For the second publication, this year, of the “Credibility Figures”, the MPCC took notice of the fifteen or so additional cases that have tainted professional cycling over the last four months. These revelations are a reminder of the extent to which the fight against doping must remain a constant in our sport.

Between May 1 and August 31, we identified almost 200 cases of suspected doping in sport, at national or international level, revealed by national agencies, federations or press articles. Athletics remains at the top of the list with almost a quarter of the cases. But this does not mean that this sport remains the “poor relation” in the fight against doping. The independent organisation Athletics Integrity Unit (AIU) has been producing considerable work since it was founded in April 2017 to encourage athletes to play by the rules and deter cheats.
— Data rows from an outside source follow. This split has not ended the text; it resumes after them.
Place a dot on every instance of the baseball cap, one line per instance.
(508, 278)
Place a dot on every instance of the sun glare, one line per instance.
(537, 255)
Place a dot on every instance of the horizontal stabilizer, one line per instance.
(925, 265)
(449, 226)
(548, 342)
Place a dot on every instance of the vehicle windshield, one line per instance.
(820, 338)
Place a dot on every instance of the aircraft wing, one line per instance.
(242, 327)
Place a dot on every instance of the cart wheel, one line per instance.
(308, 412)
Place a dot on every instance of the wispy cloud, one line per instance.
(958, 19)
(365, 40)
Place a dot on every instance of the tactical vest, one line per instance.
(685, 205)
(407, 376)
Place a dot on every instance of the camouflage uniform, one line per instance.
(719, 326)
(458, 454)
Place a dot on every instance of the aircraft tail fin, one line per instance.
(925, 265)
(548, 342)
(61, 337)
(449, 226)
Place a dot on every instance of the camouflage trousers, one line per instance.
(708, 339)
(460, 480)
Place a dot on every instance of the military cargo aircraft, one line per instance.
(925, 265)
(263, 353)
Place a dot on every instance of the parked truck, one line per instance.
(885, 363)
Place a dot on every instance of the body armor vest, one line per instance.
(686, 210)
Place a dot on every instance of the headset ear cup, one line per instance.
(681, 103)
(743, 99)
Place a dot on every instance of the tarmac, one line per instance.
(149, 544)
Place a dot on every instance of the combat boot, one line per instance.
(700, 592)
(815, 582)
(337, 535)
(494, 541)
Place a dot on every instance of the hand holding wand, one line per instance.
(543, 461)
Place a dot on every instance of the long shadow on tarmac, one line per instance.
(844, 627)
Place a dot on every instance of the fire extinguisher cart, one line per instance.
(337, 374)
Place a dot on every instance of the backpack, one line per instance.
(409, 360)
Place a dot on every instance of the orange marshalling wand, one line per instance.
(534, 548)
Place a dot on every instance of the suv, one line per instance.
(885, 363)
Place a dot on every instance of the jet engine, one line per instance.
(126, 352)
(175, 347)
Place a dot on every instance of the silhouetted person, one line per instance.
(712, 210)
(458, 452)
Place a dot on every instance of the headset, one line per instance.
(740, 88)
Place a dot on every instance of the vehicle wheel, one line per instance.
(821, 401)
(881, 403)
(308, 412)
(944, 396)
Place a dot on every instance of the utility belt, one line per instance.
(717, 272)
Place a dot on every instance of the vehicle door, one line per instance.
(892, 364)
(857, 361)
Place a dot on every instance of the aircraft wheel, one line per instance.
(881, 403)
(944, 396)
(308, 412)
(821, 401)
On a national scale, the large number of doping cases involving South African athletes in the last four months can be explained by greater transparency on part of SAIDS, the South African anti-doping agency, about the offences committed. This transparency remains the key to restoring the credibility of top-level sport.
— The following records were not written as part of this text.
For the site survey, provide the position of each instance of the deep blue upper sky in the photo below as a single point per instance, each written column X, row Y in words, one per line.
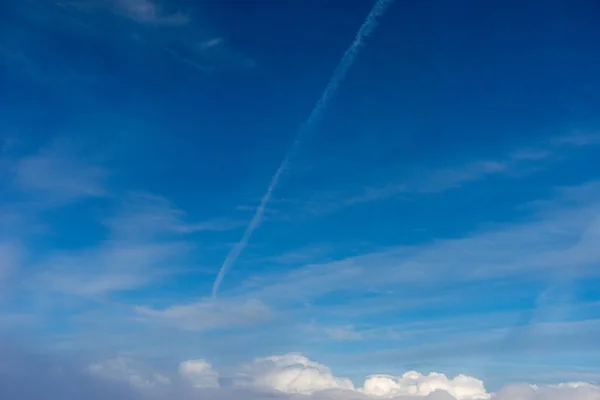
column 442, row 215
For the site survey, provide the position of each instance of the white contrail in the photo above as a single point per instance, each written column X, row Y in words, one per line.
column 337, row 78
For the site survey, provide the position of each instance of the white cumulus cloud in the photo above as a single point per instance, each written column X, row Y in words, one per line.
column 413, row 383
column 293, row 376
column 291, row 373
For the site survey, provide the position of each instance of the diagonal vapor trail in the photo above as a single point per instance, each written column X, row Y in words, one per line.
column 338, row 76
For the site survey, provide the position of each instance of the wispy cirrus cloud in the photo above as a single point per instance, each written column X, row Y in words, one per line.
column 57, row 174
column 208, row 314
column 435, row 180
column 149, row 12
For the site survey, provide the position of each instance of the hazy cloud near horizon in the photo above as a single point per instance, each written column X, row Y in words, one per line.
column 26, row 376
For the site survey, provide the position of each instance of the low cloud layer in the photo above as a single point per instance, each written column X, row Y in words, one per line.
column 287, row 377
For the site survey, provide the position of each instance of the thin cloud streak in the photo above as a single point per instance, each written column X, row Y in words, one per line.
column 338, row 76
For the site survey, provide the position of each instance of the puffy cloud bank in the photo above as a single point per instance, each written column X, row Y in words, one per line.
column 291, row 373
column 284, row 377
column 295, row 376
column 413, row 384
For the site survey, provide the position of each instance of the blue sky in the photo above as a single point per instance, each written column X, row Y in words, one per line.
column 442, row 215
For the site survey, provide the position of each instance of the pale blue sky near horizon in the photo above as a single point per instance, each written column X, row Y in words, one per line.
column 443, row 215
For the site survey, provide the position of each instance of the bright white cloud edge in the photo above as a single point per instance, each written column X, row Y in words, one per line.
column 293, row 374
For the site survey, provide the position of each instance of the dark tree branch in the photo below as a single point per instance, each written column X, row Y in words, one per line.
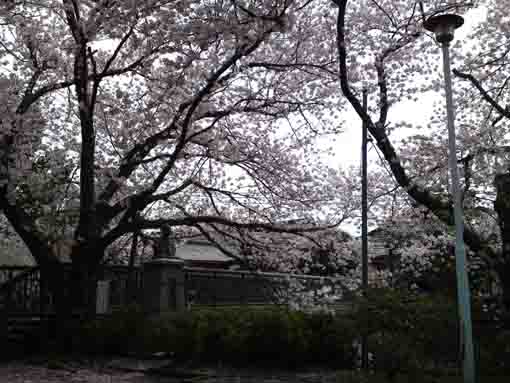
column 486, row 96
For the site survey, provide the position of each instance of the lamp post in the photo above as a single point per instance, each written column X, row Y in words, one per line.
column 443, row 27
In this respect, the MPCC took notice of fourteen new cases of alleged doping involving professional cyclists and support staff since April. Aggravating circumstance : four of them involved World Tour riders: Alex Baudin, Robert Stannard, Miguel Angel Lopez and Michel Hessmann. This is the first time in four years that so many cases involving riders from the world’s elite level have come to light in such a short space of time. In 2019, there were five cases at this level (four of which were uncovered by the Aderlass police operation).
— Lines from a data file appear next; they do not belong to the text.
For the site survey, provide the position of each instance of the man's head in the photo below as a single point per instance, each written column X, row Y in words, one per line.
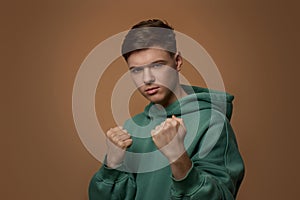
column 150, row 51
column 147, row 34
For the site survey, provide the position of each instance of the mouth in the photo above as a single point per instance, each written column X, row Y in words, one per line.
column 152, row 90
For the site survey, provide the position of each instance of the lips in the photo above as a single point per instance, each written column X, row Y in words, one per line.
column 152, row 90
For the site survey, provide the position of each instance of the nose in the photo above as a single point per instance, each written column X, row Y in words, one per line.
column 148, row 77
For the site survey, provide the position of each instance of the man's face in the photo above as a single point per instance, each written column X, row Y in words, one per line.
column 155, row 73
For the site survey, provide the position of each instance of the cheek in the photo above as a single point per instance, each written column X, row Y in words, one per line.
column 168, row 78
column 137, row 80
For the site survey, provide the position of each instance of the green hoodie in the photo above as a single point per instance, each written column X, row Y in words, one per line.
column 217, row 167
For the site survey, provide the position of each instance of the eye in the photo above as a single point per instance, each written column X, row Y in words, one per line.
column 136, row 70
column 157, row 65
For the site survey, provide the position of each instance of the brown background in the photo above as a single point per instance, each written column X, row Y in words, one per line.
column 255, row 45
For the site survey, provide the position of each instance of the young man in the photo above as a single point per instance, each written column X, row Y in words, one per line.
column 182, row 146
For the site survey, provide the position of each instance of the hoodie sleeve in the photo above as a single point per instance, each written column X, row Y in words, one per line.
column 112, row 184
column 216, row 174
But looking in detail at the four cases that have come to light in recent months, we can see that two of them no longer belong to the same team since the test that triggered their disciplinary procedure. Miguel Angel Lopez was riding for a Continental team this season. The period incriminating the Colombian climber dates back to the building up to the 2022 Giro d’Italia, during his last year of competition with the World team Astana. As for Robert Stannard, the rider from Alpecin-Deceuninck (MPCC member) was notified by the UCI of the “use of prohibited methods and/or substances” during the 2018 and 2019 seasons. At the time, the Australian was riding for a World Team that was not an MPCC member : Mitchelton-Scott.

On July 31, Frenchman Axel Baudin has been given a precautionary suspension by his team AG2R-Citroën team, following the presence of tramadol detected during a test at the last Giro. His team, a founding member of the MPCC, thus applied one of the fundamental rules of our movement: withdrawing a rider from competitions as soon as a positive test is reported. Two weeks later, the German Michel Hessmann was also suspended by his team (Jumbo-Visma), following a positive out-of-competition test on 14 June by his country’s national anti-doping agency (NADA).

Pending the outcome of the procedures, it would be hasty to draw conclusions about the World Tour on the basis of these latest revelations. But far from the recent rumours and suspicions, this significant increase in cases at the highest level of competition in 2023 is irrefutable (only one in 2022, none in 2021, two in 2020) and calls the MPCC to question. The riders’ health and the credibility of professional cycling are at stake. These revelations are a reminder of the soundness of the approach taken by our association, which is constantly committed to fairness and ethics in our sport. They also underline the responsibility of riders, managers and team staff to play their part in the fight against doping. In this respect, we salute the sixteen women’s teams that have already joined us over the last decade. The growing popularity of the UCI women’s circuit is very good news for cycling, but it must also go along with safeguards such as the MPCC. Finally, we encourage non-member professional teams and their riders to join us.